Biological and physicochemical properties of tobacco streak virus

Three isolates of tobacco streak virus (TSV) occurring in Australia (A-TSV, As-TSV and S-TSV) were physiochemically, serologically and biologically compared. All isolates had isometric particles of three different sizes (27, 31 and 35 nm in diameter), three major species of RNA of estimated Mr(x10^-6), 1.11-1.19 (RNA-1), 0.92-0.95 (RNA-2), and 0.64-0.70 (RNA-3) and a subgenomic (RNA-4) of Mr, 0.30-0.31x10⁶ sometimes detected in A-TSV and As-TSV isolates, and one major component of coat protein of Mr about 30x10³. The three isolates cross reacted with two antisera-produced from As-TSV and A-TSV but they were not serologically identical as indicated by spur formation in gel diffusion tests. Symptoms caused by the As-TSV isolate more or less conform to those caused by the Brazilian TSV whereas A-TSV and S-TSV isolates produced symptoms rather similar to those described for the TSVs occurring in North America and Europe. In cross-protection tests, As-TSV and A-TSV completely protected against S-TSV, whereas the S-TSV isolate did not protect against either of the other two isolates. Predarkening of Bountiful bean before inoculation with A-TSV resulted in increased lesion size.

In transmission tests, the As-TSV isolate was seed transmitted in mechanically inoculated tomato (Lycopersicon esculentum cv. Grosse Lisse) and weeds (Nicandra physalodes and Solanum niqrum) at rates of 10-88%. With infected tomato seed, the virus was detected by ELISA more frequently in the endosperm (40-90%) than embryo (10-50%) and little or no virus was present in the seed coat.
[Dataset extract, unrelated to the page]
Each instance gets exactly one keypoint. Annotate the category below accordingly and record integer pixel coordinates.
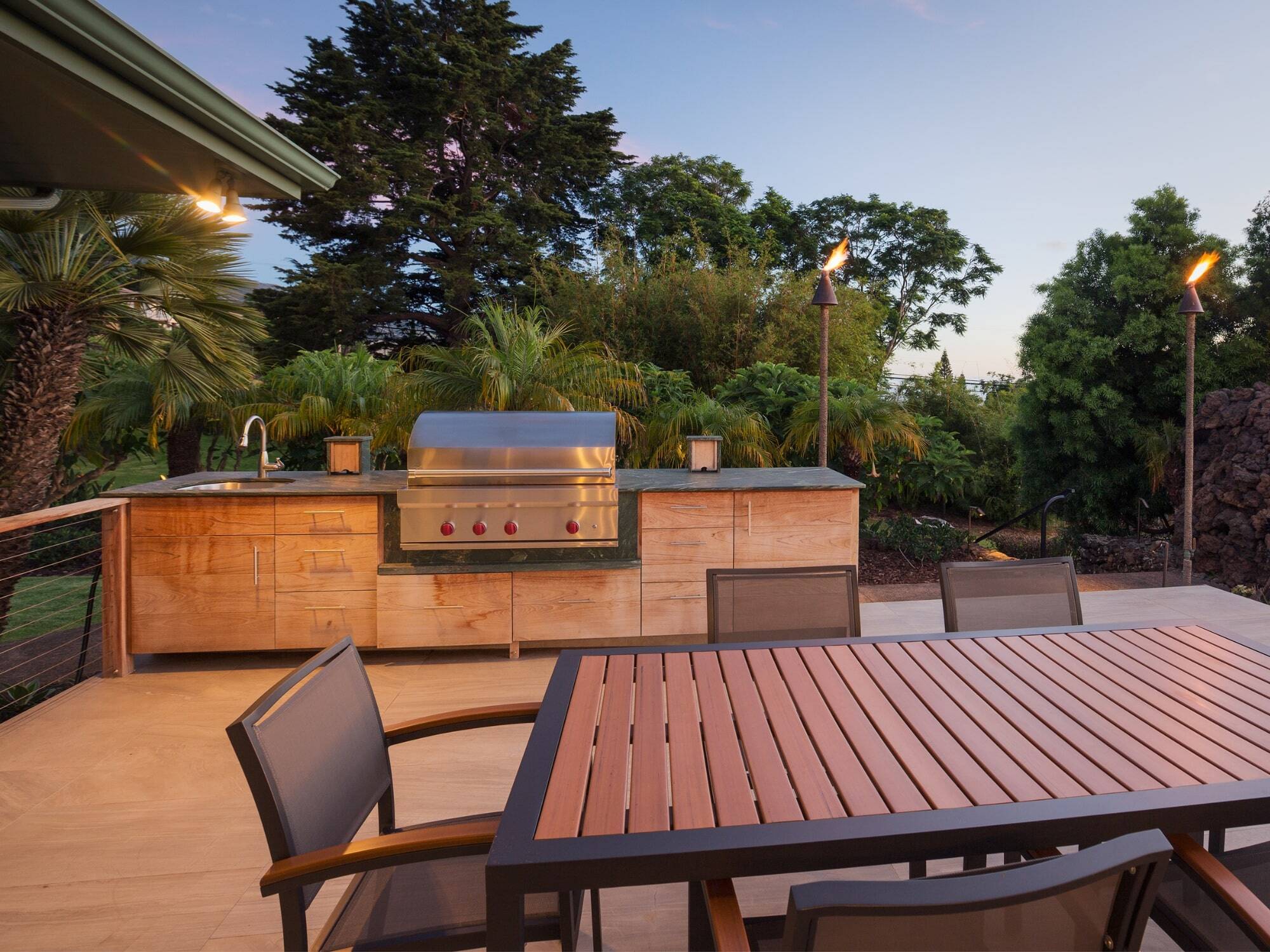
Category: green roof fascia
(95, 45)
As-TSV also affected the viability of seed as the germination rate of the infected seed was reduced by 6-24% in weeds and 66-85% in tomato, compared to healthy seeds. In tomato, although the virus was transmitted from pollen to seed via fertilization, none of the plants which were pollinated with infective pollen became infected.      

In insect transmission tests, As-TSV was regularly transmitted by adults and nymphs of Thrips tabaci from virus-carrying pollen to the test plants by either mixing thrips with the virus-carrying pollen and then placing them on test plants, or placing thrips on pollen-dusted test plants. However, no transmission occurred when the thrips were fed on TSV-infected leaves and then transferred to test plants in the absence of pollen. Pollen-borne virus from one host species could be transmitted by thrips to leaves of other species, and the minimum time for thrips to transmit pollen-borne TSV was 1 h. This method of virus transmission has not previously been reported.
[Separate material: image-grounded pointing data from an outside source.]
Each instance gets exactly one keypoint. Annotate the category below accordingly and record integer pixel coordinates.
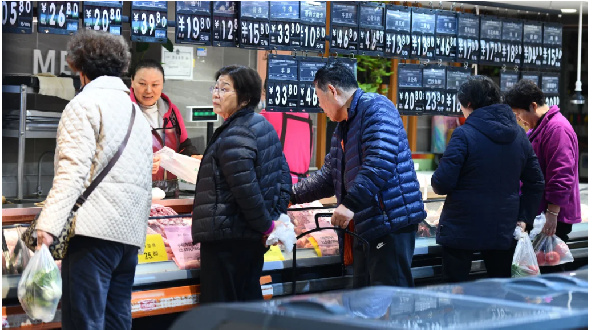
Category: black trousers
(230, 271)
(456, 263)
(390, 259)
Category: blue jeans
(97, 277)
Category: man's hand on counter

In studies of relationships with cells and tissues, TSV was detected by electron microscopy and immunogoldlabelling in anther wall cells and pollen grains. Further, ELISA and immunogoldlabelling indicated that TSV was both internally and externally associated with the pollen.        
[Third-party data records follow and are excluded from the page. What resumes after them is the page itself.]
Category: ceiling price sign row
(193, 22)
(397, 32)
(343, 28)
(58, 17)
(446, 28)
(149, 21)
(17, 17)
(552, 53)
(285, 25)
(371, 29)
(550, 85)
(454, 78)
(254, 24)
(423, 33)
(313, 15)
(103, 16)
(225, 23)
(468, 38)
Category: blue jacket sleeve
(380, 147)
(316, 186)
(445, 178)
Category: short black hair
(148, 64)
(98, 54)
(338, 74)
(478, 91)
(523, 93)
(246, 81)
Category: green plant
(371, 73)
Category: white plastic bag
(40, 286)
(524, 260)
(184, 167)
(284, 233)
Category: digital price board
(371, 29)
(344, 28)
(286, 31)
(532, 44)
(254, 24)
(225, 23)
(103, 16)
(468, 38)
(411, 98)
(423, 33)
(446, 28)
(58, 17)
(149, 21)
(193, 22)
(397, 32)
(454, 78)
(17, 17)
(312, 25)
In ecological studies, TSV was shown to infect 4 species of crop plants and 13 weed species. Cyphomandra betacea (tamarillo) and 8 of the weed species were new records for Queensland. Gel diffusion tests indicated that all Queensland isolates except the isolate from strawberry (S-TSV) were closely related serologically but were more distant to the Victorian Ajuga isolate (A-TSV). Some naturally infected weeds produced flowers and seeds containing TSV but none of the seedlings derived from those seeds became infected.